# 3. Modelling

## 3.1 Importing useful libraries & functions

In [1]:
import os
os.environ['TF_CPP_MIN_LOG_LEVEL'] = '3'
import pandas as pd
import numpy as np

# processing
from sklearn.preprocessing import StandardScaler
from sklearn.model_selection import train_test_split
from sklearn.preprocessing import OneHotEncoder

# modelling
from sklearn.linear_model import LinearRegression
from sklearn.neighbors import KNeighborsRegressor
from sklearn.tree import DecisionTreeRegressor
from sklearn.ensemble import RandomForestRegressor
from xgboost import XGBRegressor
import tensorflow as tf
from tensorflow.keras.models import Sequential
from tensorflow.keras.layers import Dense
from tensorflow.keras.losses import MeanSquaredError
from tensorflow.keras.regularizers import L2
# evaluating
from sklearn.metrics import mean_squared_error, r2_score

In [2]:
tf.config.list_physical_devices('GPU')

[PhysicalDevice(name='/physical_device:GPU:0', device_type='GPU')]

## 3.2 Reading data

In [4]:
cars = pd.read_csv('../data/cleaned_cars.csv')

In [5]:
cars

Unnamed: 0,year,cv,km,fuel,doors,gearbox,emissions,color,brand,price,...,seats,max_sp,cmixto,0-100,cilindrada,cilindros,max_par,marchas,class,location
0,6,85,38300,gasolina,5,manual,114,gris,ford,8890,...,5,168,4.9,13.6,1242,4 inline,112,5,common,madrid
1,16,140,224820,diesel,4,manual,148,gris,honda,4990,...,5,212,5.5,9.3,2204,4 inline,340,6,common,madrid
2,4,100,40139,diesel,5,manual,112,blanco,citroen,18990,...,5,175,4.0,12.3,1499,4 inline,250,5,common,madrid
3,14,105,217000,diesel,5,manual,135,gris,renault,4200,...,7,180,5.3,13.4,1461,4 inline,240,6,common,madrid
4,8,130,128211,gasolina,5,manual,123,blanco,peugeot,10990,...,5,199,5.3,10.8,1199,more4 inline,230,6,common,madrid
...,...,...,...,...,...,...,...,...,...,...,...,...,...,...,...,...,...,...,...,...,...
30283,5,75,170000,diesel,5,manual,123,blanco,renault,8900,...,5,151,4.9,17.5,1461,4 inline,180,5,commercial,sevilla
30284,5,90,114200,diesel,5,manual,112,blanco,renault,15000,...,5,160,4.3,13.3,1461,4 inline,200,5,commercial,sevilla
30285,4,75,102102,diesel,5,manual,123,rojo,renault,15470,...,5,151,4.9,17.5,1461,4 inline,180,5,commercial,sevilla
30286,8,75,86000,diesel,5,manual,130,blanco,renault,13270,...,5,151,4.9,17.5,1461,4 inline,180,5,commercial,sevilla


## 3.3 Train, CV, Test split

We will divide our data into three datasets. The **training** dataset will teach the model how to operate, the **cross-validation (CV)** dataset will help us optimize the parameters of the models, and finally the **test** dataset will be used to evaluate our final mode and estimate its error and accuracy.

In [5]:
X = cars.drop('price',axis=1)
y = cars['price']

# Creating train dataset
X_train, X_, y_train, y_ = train_test_split(X, y, test_size=0.4)
X_train.reset_index(drop=True,inplace=True)
y_train.reset_index(drop=True,inplace=True)

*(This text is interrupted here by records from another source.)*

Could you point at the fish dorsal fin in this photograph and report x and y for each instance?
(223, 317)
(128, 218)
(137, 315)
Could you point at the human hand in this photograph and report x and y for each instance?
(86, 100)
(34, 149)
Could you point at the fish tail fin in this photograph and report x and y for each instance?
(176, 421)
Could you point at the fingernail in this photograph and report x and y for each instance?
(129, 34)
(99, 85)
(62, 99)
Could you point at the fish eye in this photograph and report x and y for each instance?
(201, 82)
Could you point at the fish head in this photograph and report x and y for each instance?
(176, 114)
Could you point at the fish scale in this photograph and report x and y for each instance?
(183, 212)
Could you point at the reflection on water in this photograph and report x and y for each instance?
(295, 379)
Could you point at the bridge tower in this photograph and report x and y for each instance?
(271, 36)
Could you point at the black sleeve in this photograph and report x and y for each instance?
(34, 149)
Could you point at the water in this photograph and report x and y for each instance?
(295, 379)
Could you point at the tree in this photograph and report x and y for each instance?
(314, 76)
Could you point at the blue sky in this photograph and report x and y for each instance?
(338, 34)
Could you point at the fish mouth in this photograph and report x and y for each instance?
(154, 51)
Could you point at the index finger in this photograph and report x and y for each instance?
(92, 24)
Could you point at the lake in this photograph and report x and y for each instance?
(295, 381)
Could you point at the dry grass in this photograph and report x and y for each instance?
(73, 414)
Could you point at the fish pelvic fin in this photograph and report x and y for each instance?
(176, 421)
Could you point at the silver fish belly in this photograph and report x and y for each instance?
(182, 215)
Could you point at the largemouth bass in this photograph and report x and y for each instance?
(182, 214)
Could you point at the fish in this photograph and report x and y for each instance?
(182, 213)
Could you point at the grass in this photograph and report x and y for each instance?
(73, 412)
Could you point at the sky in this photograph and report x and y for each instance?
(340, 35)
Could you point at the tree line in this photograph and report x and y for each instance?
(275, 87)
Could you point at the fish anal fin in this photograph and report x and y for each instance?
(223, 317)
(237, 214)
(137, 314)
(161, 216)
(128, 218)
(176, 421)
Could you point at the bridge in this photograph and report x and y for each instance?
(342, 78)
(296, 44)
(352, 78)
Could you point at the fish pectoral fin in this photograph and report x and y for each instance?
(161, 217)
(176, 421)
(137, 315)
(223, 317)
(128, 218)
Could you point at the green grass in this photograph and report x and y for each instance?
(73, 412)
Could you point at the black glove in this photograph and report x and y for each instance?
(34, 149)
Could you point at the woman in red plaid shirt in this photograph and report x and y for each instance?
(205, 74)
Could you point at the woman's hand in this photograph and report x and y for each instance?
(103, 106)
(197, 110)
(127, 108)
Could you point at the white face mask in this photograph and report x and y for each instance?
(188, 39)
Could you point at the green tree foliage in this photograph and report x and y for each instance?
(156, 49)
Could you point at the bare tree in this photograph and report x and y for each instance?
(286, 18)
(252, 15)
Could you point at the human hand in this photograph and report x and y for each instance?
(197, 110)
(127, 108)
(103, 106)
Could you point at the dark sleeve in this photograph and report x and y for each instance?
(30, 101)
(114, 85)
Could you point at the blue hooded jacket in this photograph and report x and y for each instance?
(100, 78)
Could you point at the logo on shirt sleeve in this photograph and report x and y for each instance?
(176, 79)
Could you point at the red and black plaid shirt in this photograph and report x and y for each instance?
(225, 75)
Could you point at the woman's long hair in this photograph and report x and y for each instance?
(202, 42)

# Creating test & cv dataset
X_cv, X_test, y_cv, y_test = train_test_split(X_, y_, test_size=0.5)
X_cv.reset_index(drop=True,inplace=True)
X_test.reset_index(drop=True,inplace=True)
y_cv.reset_index(drop=True,inplace=True)
y_test.reset_index(drop=True,inplace=True)

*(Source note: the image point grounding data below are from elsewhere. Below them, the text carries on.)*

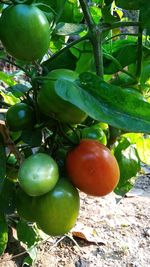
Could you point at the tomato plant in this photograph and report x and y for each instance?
(74, 79)
(24, 31)
(25, 205)
(57, 211)
(51, 104)
(19, 116)
(38, 174)
(92, 168)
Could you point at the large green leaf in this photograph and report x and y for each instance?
(106, 103)
(3, 233)
(124, 56)
(65, 60)
(68, 29)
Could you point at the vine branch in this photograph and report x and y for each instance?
(95, 35)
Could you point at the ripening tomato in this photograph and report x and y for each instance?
(92, 168)
(25, 32)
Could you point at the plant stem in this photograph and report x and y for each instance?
(139, 52)
(17, 66)
(86, 37)
(120, 34)
(107, 27)
(95, 35)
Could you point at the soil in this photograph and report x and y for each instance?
(110, 231)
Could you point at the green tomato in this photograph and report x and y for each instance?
(57, 211)
(19, 117)
(53, 105)
(24, 32)
(38, 174)
(25, 205)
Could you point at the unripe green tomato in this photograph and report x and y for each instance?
(38, 174)
(53, 105)
(25, 32)
(57, 211)
(25, 205)
(20, 116)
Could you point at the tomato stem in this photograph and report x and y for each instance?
(95, 32)
(139, 52)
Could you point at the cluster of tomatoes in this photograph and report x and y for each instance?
(44, 195)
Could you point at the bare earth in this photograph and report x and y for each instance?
(110, 232)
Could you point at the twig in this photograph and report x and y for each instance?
(8, 141)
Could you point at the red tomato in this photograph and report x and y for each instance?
(92, 168)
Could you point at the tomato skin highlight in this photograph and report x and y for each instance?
(24, 32)
(25, 205)
(57, 211)
(19, 116)
(92, 168)
(53, 105)
(38, 174)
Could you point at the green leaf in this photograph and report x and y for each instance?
(65, 60)
(2, 162)
(7, 197)
(124, 56)
(3, 233)
(18, 90)
(142, 144)
(68, 29)
(96, 13)
(128, 4)
(106, 103)
(129, 165)
(7, 78)
(32, 137)
(107, 17)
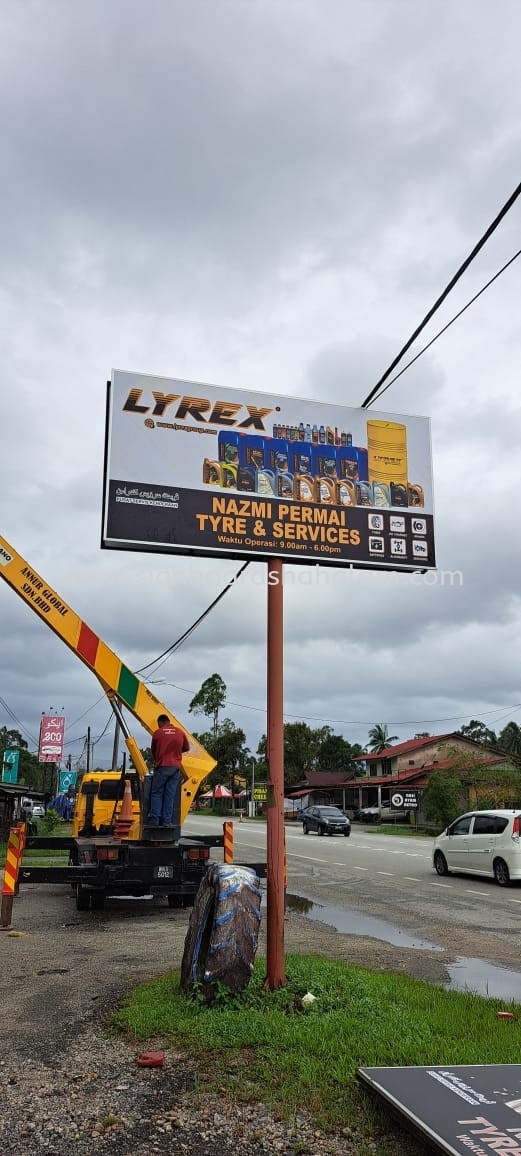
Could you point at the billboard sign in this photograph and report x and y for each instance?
(202, 469)
(458, 1110)
(67, 782)
(51, 739)
(406, 800)
(10, 762)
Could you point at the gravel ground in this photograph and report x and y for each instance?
(67, 1087)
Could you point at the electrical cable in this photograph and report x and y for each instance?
(445, 294)
(314, 718)
(447, 326)
(186, 634)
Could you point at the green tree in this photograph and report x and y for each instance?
(510, 740)
(478, 732)
(336, 754)
(229, 748)
(307, 749)
(31, 773)
(444, 799)
(210, 699)
(379, 738)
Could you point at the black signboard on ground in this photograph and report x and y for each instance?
(458, 1110)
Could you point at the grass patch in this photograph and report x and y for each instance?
(266, 1046)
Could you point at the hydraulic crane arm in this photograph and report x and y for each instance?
(118, 682)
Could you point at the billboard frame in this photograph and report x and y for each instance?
(373, 525)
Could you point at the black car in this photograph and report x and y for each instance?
(366, 815)
(325, 821)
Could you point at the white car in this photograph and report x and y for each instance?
(482, 843)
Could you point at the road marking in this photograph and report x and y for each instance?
(313, 860)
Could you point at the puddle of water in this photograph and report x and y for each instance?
(467, 975)
(354, 924)
(484, 978)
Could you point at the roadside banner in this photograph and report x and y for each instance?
(51, 739)
(67, 780)
(10, 763)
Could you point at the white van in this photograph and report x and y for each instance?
(482, 843)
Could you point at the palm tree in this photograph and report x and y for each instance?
(379, 738)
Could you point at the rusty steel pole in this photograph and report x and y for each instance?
(275, 802)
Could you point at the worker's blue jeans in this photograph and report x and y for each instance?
(165, 797)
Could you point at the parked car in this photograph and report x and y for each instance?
(482, 843)
(325, 821)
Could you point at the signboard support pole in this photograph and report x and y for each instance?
(275, 801)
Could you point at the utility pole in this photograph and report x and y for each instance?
(116, 747)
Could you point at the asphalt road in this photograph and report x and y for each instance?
(391, 879)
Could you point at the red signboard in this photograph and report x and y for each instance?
(51, 739)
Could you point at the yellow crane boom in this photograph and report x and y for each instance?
(121, 686)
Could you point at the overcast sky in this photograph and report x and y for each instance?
(267, 195)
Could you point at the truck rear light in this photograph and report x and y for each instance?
(104, 853)
(198, 853)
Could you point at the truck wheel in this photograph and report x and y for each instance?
(223, 932)
(82, 897)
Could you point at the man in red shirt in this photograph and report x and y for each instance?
(168, 745)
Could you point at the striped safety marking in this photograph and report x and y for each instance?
(15, 845)
(228, 831)
(112, 673)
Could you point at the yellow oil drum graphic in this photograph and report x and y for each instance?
(387, 452)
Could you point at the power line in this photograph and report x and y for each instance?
(448, 288)
(447, 326)
(175, 645)
(314, 718)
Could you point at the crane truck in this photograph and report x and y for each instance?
(109, 856)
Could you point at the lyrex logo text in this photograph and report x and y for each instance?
(199, 409)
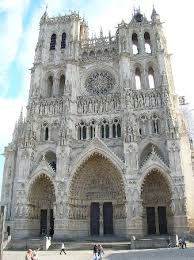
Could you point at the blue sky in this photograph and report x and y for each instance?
(19, 21)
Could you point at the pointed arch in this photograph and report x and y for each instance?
(148, 149)
(100, 149)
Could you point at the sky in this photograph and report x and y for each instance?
(19, 28)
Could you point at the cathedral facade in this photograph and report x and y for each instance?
(104, 148)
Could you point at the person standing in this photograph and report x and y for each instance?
(63, 249)
(29, 255)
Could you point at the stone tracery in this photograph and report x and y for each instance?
(100, 82)
(97, 180)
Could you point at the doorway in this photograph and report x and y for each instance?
(156, 220)
(162, 221)
(151, 225)
(108, 218)
(43, 222)
(95, 219)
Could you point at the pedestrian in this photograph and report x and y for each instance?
(28, 254)
(95, 250)
(184, 242)
(62, 249)
(34, 255)
(169, 242)
(100, 252)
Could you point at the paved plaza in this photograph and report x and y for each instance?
(155, 254)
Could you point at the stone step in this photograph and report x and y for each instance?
(23, 244)
(152, 242)
(56, 246)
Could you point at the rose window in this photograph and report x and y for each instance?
(100, 82)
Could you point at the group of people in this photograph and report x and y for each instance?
(31, 255)
(98, 252)
(182, 243)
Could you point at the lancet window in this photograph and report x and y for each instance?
(92, 130)
(53, 41)
(147, 42)
(61, 85)
(50, 86)
(135, 43)
(82, 131)
(63, 41)
(151, 77)
(104, 129)
(116, 129)
(138, 78)
(155, 124)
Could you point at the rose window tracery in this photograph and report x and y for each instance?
(100, 82)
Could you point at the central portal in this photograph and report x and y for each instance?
(97, 199)
(96, 221)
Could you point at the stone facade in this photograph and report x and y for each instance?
(104, 148)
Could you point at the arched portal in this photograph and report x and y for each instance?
(156, 199)
(97, 199)
(41, 200)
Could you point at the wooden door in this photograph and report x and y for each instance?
(108, 218)
(94, 218)
(151, 225)
(43, 222)
(162, 221)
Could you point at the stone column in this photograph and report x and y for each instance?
(156, 221)
(2, 223)
(101, 220)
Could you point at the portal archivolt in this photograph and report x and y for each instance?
(97, 181)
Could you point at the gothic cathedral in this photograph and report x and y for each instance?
(104, 148)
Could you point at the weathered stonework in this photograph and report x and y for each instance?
(96, 139)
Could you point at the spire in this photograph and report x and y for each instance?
(101, 32)
(20, 121)
(44, 17)
(155, 16)
(109, 36)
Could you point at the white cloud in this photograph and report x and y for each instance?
(11, 31)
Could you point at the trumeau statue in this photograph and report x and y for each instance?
(102, 118)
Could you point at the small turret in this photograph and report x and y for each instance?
(44, 17)
(155, 16)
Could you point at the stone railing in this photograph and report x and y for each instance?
(49, 106)
(99, 104)
(142, 99)
(95, 43)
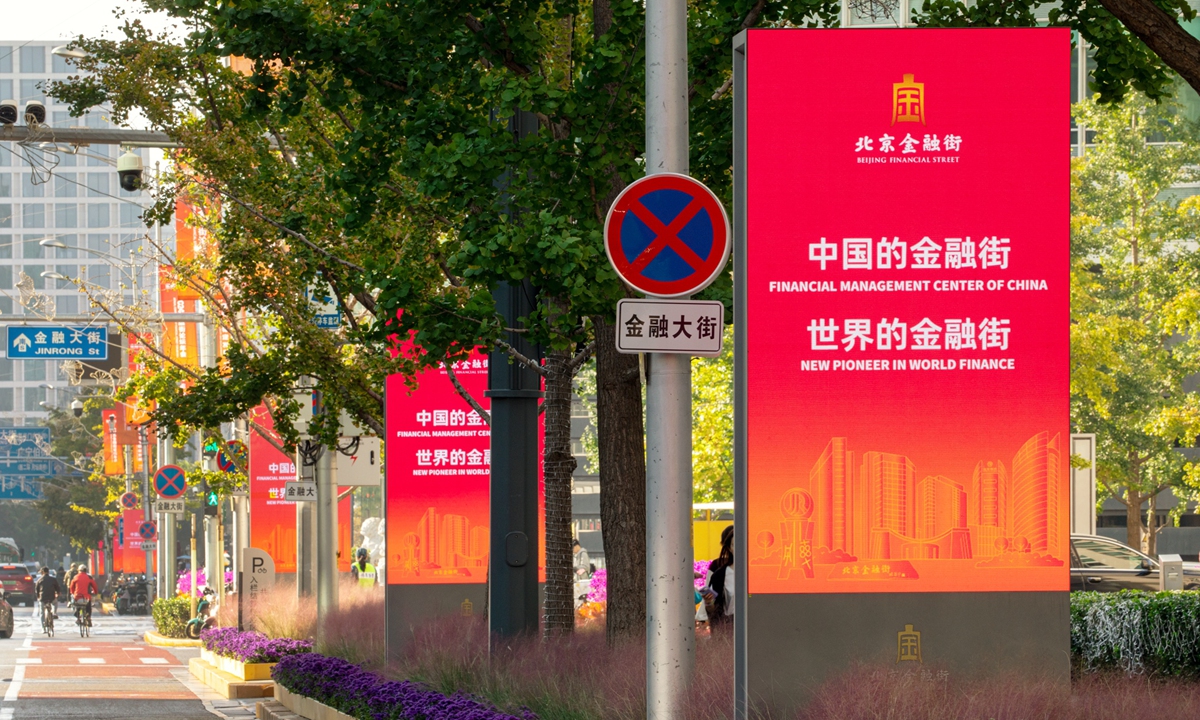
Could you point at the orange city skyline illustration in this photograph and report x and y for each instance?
(443, 545)
(870, 516)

I split the features into numerical and categorical, so I can later normalize and one-hot encode.

In [6]:
# 1. Training dataset
X_num = X_train.select_dtypes(np.number)
X_cat = X_train.select_dtypes(object)

# 2. CV dataset
X_num_cv = X_cv.select_dtypes(np.number)
X_cat_cv = X_cv.select_dtypes(object)

# 3. Test dataset
X_num_test = X_test.select_dtypes(np.number)
X_cat_test = X_test.select_dtypes(object)

## 3.4 Normalizing numerical features

In [7]:
def std_scale(numericals, transformer):
    normalized = []
    for X_numerical in numericals:
        X_normalized = transformer.transform(X_numerical)
        X_normalized = pd.DataFrame(X_normalized, columns=X_numerical.columns)
        normalized.append(X_normalized)
    return normalized

In [8]:
# Defining normalizer
transformer = StandardScaler().fit(X_num)

# Applying normalizer
X_norm, X_norm_cv, X_norm_test = std_scale([X_num,X_num_cv,X_num_test], transformer)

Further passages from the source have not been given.